Wind Turbines and Emotional Flatlines
The film tries to inject emotional depth by giving Nicholas a reason to survive — his pregnant girlfriend. But their romance exists entirely through phone calls. They might as well be two telemarketers trapped in a natural disaster.
When Nicholas finds out he’s going to be a father, his reaction is roughly equivalent to someone realizing they left the oven on. Meenu Mishra does her best with what she’s given, but there’s only so much acting you can do when your character spends 90% of the runtime on hold.
The film’s attempts at emotional resonance — a dying father, a hopeful child, a desperate reunion — are as subtle as a zombie chewing your leg. Every moment that’s supposed to tug at your heartstrings instead pokes you in the eye with a cliché.
The Ending That Forgot to End
After trudging across deserts, dodging zombies, and surviving the apocalypse, Nicholas finally reaches Ishani. For a moment, it looks like we might get a payoff. But nope — the army bombs the refugee camp, the building collapses, and the movie just… stops.

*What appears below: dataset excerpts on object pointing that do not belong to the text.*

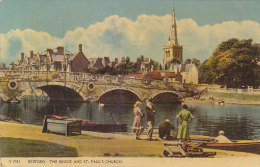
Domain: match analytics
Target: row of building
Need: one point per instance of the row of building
(59, 59)
(62, 60)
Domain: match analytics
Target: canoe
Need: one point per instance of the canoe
(88, 125)
(101, 127)
(250, 147)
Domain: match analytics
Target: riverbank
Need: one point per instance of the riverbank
(228, 98)
(23, 140)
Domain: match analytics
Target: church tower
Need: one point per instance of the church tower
(172, 49)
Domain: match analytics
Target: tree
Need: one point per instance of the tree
(233, 63)
(173, 61)
(194, 61)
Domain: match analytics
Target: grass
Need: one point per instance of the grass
(88, 137)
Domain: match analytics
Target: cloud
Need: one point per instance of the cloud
(118, 36)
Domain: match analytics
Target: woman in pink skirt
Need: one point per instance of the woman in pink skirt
(138, 120)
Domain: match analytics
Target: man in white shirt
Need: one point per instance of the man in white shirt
(221, 138)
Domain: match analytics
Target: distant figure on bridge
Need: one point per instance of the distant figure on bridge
(221, 138)
(165, 128)
(183, 123)
(150, 112)
(138, 120)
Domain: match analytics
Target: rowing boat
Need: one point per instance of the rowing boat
(101, 127)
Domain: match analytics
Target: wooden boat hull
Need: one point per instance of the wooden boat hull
(250, 147)
(98, 127)
(89, 126)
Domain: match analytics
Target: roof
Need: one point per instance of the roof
(184, 67)
(57, 57)
(137, 76)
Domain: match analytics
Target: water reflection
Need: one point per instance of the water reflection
(238, 121)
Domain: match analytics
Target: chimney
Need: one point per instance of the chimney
(80, 47)
(31, 54)
(22, 56)
(60, 50)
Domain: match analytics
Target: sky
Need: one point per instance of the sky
(120, 28)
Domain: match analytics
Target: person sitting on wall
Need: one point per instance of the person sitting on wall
(165, 128)
(221, 138)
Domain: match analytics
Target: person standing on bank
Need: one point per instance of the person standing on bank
(150, 112)
(138, 120)
(183, 124)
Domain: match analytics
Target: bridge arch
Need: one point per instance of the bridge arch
(165, 97)
(3, 97)
(118, 96)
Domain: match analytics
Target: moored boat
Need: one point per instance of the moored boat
(89, 126)
(102, 127)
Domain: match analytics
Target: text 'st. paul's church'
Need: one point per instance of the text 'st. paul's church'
(172, 49)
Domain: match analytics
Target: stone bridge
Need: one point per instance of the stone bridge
(87, 87)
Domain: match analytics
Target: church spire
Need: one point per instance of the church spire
(173, 33)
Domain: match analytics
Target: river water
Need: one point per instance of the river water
(238, 121)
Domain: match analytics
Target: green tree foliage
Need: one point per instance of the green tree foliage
(194, 61)
(233, 63)
(173, 61)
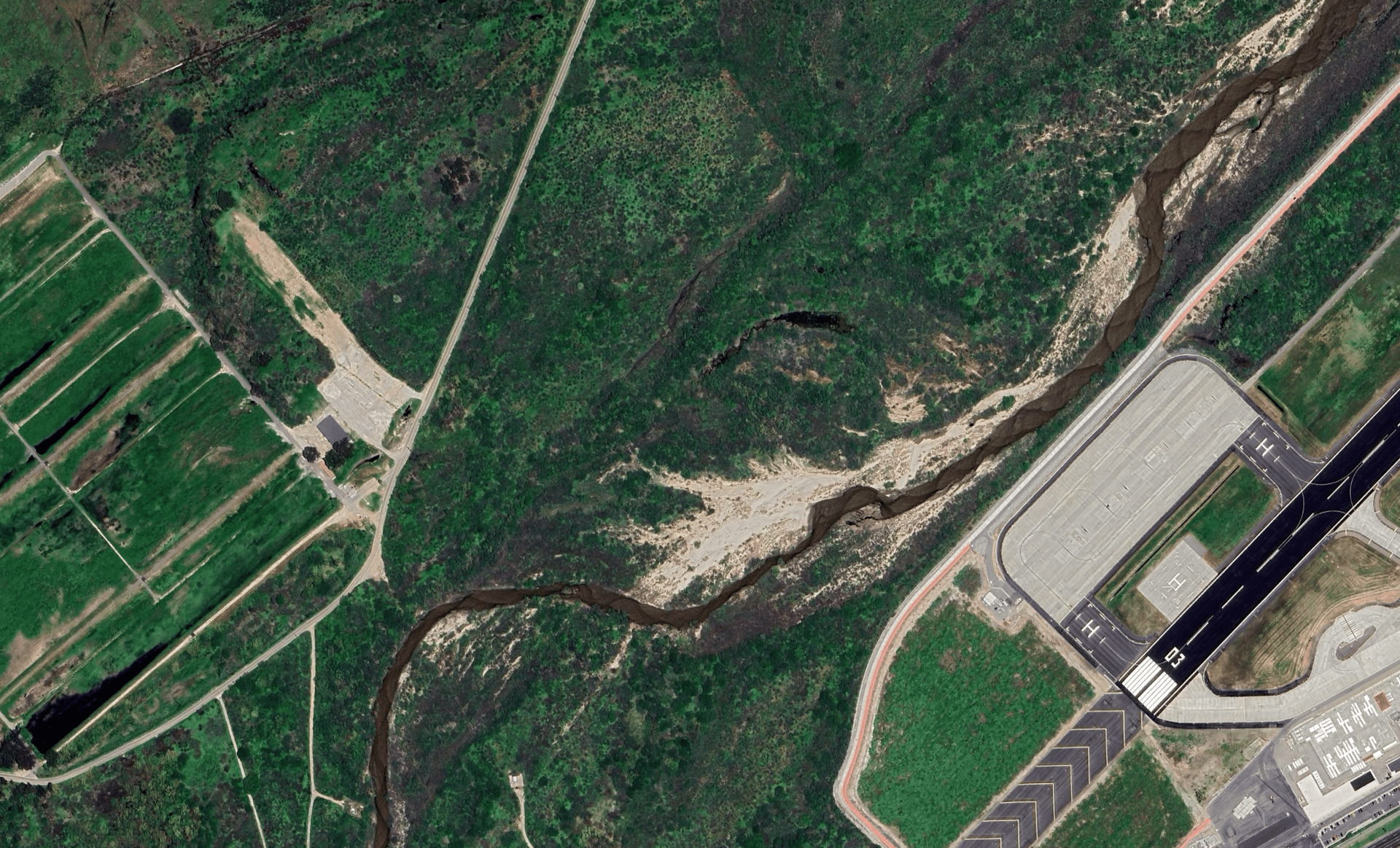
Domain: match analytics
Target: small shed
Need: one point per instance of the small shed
(332, 430)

No closure. No resolution. Just a fade to black that says, “We ran out of daylight.” It’s less an ending and more a shrug.
It’s as if the filmmakers realized mid-edit that even they couldn’t keep pretending this story mattered.
When the Undead Feel Overworked
At its core, The Dead 2: India suffers from the same disease as its zombies: it’s lifeless. It moves slowly, repeats itself endlessly, and refuses to die. The Ford brothers clearly wanted to make an epic, meaningful horror film about love and survival — but ended up with a two-hour commercial for dehydration.
Even the zombies look tired. You can see it in their eyes: “We’re not angry, just disappointed.”
The movie takes itself so seriously that it crosses the line into unintentional comedy. When Nicholas paraglides to escape a horde, you can practically hear the Benny Hill theme in your head.
Final Diagnosis: Brain-Dead Cinema
The Dead 2: India had everything going for it: a unique setting, a chance to blend zombie horror with Indian mythology, and a sprawling, cinematic landscape. Instead, it delivers two hours of wandering, whining, and wasted potential.
If this film were a zombie, it wouldn’t bite you — it would lecture you about love and then fall asleep halfway through.
Final Verdict: ★☆☆☆☆
A lifeless sequel that mistakes sand for substance, phone calls for plot, and slow motion for suspense. Proof that sometimes, the dead should just stay dead.